Step 8:Making Opening for Stone.

I like all my stones to be open back. I just have this thing that the more light that can come through the better the stone will look, and I’m a process-aholic. Using an x-acto knife I expanded the original opening. Of course I had to see how the stone would look in place.  I was starting to see the character in this piece, which is a beautiful moment.  




Step 9: Bail *VIDEO click image to open
Beefing up the bail is very important since it will be the part that so to speak carries the load of the pendant weight. The leaf had incurred some breaking during the bending and it needed remedied.  Using the 18 gauge/light green tip I first went over the veins of the leaf.  I normally always begin extruding the silver before I begin laying it down to the surface.  Starting at the front leaf tip I lay a line of syringe over the center vein front to back.

You’ll notice in the video as I start to move the line I’m using an extremely gentle touch which I often call petting.  It can disturb all your well laid lines if you use a heavier hand.  I’m using the #4 brush as my sculpting tool because I want to cover more territory and do it faster since I laid such a long syringe line.  You will also notice that when my brush becomes too loaded down with clay that instead of cleaning it out in my water I simply paint it onto an area that could use more paste.  Why waste clay!  Another important element of adding the syringe is that I am putting it on top of already fired clay and this is where you need to tamp the line down gently while also blending it with the fired silver.  You want this line to blend, not just lay on top of the fired parts.

The edges of the bail are next, while I want to keep the elm leaves toothy edge there is no compromising on the bails strength in particular the areas that the chain or cord will be in contact with, rough edges will chew them up! The other factor that needs to be taken into consideration is making sure the bail is plum so that when you’re wearing it won’t tilt sideways.  That’s an awful look!  Since I pretty much did lose the toothed edge of the elm leaf the 18 gauge syringe along with the #1 fine tip paint brush came to my rescue again. For a better vantage point to add the syringe I laid the bead sideways on my work surface.I didn’t pre extrude and did more of a cake decorating technique placing the tip on my piece and going back and forth created my own version of the tooth.  Once I had the syringe work done it was time for the paint brush to refine it and achieve the look I desired.  Here is a closer look at the steps I took.  






There is still some work to insure the bails strength. This time lump clay is the best option.  Roll a coil about 4-5” long and about 4-5mm in diameter, cut that into four sections, spritz with water, and tent with saran wrap.   I used these for the inside of the bail where it made contact with the pendant.

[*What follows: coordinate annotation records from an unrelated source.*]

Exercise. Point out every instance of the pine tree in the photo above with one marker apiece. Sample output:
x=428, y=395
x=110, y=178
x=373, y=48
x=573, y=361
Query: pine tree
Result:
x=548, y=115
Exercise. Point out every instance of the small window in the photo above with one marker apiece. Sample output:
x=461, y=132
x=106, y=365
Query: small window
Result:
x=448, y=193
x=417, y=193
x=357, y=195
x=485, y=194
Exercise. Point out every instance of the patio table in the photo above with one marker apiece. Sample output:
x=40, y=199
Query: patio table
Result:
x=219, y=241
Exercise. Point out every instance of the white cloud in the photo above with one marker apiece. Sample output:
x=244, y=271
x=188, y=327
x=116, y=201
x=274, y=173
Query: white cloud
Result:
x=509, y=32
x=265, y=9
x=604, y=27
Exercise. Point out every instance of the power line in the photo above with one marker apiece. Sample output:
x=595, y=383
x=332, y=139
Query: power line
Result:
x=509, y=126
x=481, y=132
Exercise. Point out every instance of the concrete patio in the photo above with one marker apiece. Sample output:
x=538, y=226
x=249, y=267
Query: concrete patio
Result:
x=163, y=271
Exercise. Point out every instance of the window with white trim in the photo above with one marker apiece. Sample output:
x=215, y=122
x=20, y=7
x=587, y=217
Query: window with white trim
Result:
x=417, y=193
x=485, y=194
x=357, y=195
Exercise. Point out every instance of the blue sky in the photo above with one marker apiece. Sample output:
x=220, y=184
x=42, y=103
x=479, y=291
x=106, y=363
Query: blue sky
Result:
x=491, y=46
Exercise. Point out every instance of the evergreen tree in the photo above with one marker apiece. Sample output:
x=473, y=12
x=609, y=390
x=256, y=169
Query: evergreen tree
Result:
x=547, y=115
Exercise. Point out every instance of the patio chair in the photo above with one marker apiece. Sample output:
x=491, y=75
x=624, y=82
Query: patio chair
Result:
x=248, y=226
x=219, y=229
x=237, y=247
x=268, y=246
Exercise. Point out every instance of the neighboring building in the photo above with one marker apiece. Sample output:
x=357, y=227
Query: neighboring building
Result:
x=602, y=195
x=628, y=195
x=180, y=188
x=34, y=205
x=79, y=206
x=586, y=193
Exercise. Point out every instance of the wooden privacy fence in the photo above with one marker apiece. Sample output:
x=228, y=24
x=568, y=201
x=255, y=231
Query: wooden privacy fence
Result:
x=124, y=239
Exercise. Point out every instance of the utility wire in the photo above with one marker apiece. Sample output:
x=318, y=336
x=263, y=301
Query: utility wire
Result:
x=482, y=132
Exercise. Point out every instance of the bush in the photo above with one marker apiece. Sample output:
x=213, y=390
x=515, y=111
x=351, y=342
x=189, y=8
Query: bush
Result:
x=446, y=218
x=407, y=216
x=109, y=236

At the top where it would be in contact with the necklace it will hang from.  This is important because you will need to make sure that your pendant hangs properly.  Using the #4 paint brushes as a spatula place the coils first where the bail meets the pendant.  Use lots of water and pressure to make sure that when you press the coil down it will fill in any open spaces {this is an area many people see separation when not done properly}.  I’m aggressive here because although I can fix after firing, I’d rather not.  Blend it well in all directions even using your brush in a sweeping motion from right to left.  When both sides are completed move to the top of the bail doing the same process.  Make sure that they are blended well to their bases.  When you’re finished it needs to look nice and neat. To verify how it will hang after the added clay has dried and refined use a mandrel or bamboo skewer and hang it inside a bowl or glass.  This will help you make adjustments if needed by sanding or using an x-acto knife to carve the inside top of the bail.